Em declarações à Lusa, o secretário-geral do PCP recordou a sua “modesta contribuição” entre 1975 e 1976: “Centrou-se no trabalho da Comissão de Assuntos Sociais, não dominava conceitos jurídicos, não sabia fazer uma lei, mas sabia o que era fazer uma greve, ser despedido sem justa causa por motivos político-ideológicos, vir do Sindicato dos Metalúrgicos e da Comissão de Trabalhadores da empresa e falar de liberdade sindical e dos direitos, do valor da Contratação Coletiva e do combate à discriminação salarial das mulheres, tudo isto reconhecido e consagrado na Constituição no seu capítulo mais nobre, dos Direitos, Liberdades e Garantias”.
Aos 72 anos e meio de idade, o líder comunista vai fazer parte de um grupo parlamentar de 10 elementos do PCP (só na IX legislatura, entre 2005 e 2009 o PCP teve um número tão reduzido de deputados) – e deparar-se com o parlamento com um número recorde de partidos representados. As eleições de 06 de outubro deram assento a um recorde de 10 forças políticas, com os recém-chegados deputados únicos de Chega, Iniciativa Liberal e Livre a juntarem-se às bancadas de “Os Verdes”, PAN, CDS-PP, BE, PSD e PS.
Há 44 anos e meio, o então operário metalúrgico e delegado sindical, com 28 anos, chegou à Assembleia Constituinte num grupo parlamentar do PCP de 30 membros. O hemiciclo de São Bento albergava então 250 deputados em vez dos atuais 230.
Saído das suas funções de afinador de máquinas da fábrica metalomecânica onde trabalhava desde os 14 anos, nos arredores norte de Lisboa, o deputado comunista estava apreensivo com a responsabilidade, como já confessou várias vezes, mas alguns seus “camaradas” acalmaram-no: “Então, tu, que falas em plenários de trabalhadores e reuniões? Isto aqui é o mesmo, só tens de falar e do que sabes, da vida e do trabalho”.
Na altura, Jerónimo de Sousa era um dos muitos fumadores no interior de um parlamento que se reunia então largas horas, noite dentro, às vezes, e que era palco de constantes manifestações e até de um cerco que durou mais de um dia, protagonizado por operários da construção civil, em ambiente pós-revolucionário.
O último constituinte no parlamento afirma que hoje “a Constituição da República está diferente”: “As sete revisões constitucionais fragilizaram-na, mutilaram-na naquilo que foram as conquistas de Abril. Mas o seu projeto de transformação social, a dignidade do direito do trabalho, a afirmação da soberania e da paz, do progresso e do desenvolvimento económico, da justiça social, do direito à saúde e ao ensino, são princípios e valores de Abril. Sim! Valores que constituem expressão mais moderna e avançada da nossa época contemporânea”, acrescentou Jerónimo de Sousa.
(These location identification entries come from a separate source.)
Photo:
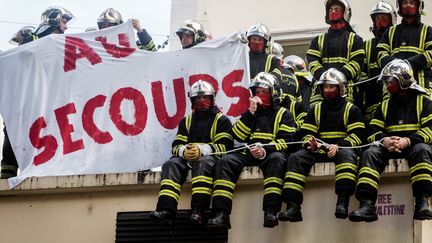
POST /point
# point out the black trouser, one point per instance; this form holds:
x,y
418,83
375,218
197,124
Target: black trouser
x,y
375,159
300,163
9,164
174,174
228,170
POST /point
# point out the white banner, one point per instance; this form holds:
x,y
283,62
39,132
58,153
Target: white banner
x,y
92,103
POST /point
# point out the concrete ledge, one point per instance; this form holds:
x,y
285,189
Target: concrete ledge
x,y
151,179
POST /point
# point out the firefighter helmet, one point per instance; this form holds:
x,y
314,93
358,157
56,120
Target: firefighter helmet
x,y
344,4
383,7
193,28
109,17
419,9
267,81
403,72
299,66
21,34
276,49
51,19
334,77
260,30
201,87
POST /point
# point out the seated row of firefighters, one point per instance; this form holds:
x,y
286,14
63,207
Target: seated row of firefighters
x,y
332,131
“Ser o único deputado à Constituinte presente na Assembleia da República não é relevante nem pode significar o esquecimento de outros constituintes ativos, por exemplo na Presidência da República, numa autarquia e outros com intervenção política quotidiana”, desvaloriza o secretário-geral comunista.
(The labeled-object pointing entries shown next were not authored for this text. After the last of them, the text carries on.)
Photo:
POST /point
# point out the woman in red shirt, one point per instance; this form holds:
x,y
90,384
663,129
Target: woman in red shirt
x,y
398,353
O atual presidente da República, Marcelo Rebelo de Sousa, foi outro dos membros da Constituinte, por exemplo, além de personalidades como Mário Soares, António Arnaut, Salgado Zenha, Pinto Balsemão, Sá Carneiro, Álvaro Cunhal, Amaro da Costa, Freitas do Amaral, Manuel Alegre ou Sophia de Melo Breyner.
Arons de Carvalho, Strecht Monteiro, Carlos Candal, Jaime Gama, Medeiros Ferreira, Magalhães Godinho, Tito de Morais, Sotto Mayor Cardia, Raul Rego, Barbosa de Melo, Mota Pinto, Emídio Guerreiro, Mota Amaral, Ângelo Correia, Vasco Graça Moura, Carlos Brito, Otávio Pato, Basílio Horta e José Manuel Tengarrinha foram também eleitos em 1975.
A Assembleia Constituinte resultou das eleições legislativas de 25 de Abril de 1975, com o objetivo de escrever a Constituição da República Portuguesa, após a “Revolução dos Cravos” e o derrube do regime fascista do Estado Novo. Os deputados, que tomaram posse em 02 de junho de 1975, terminaram os trabalhos em 31 de março de 1976 e o texto fundamental foi aprovado, em votação final global, em 02 de abril.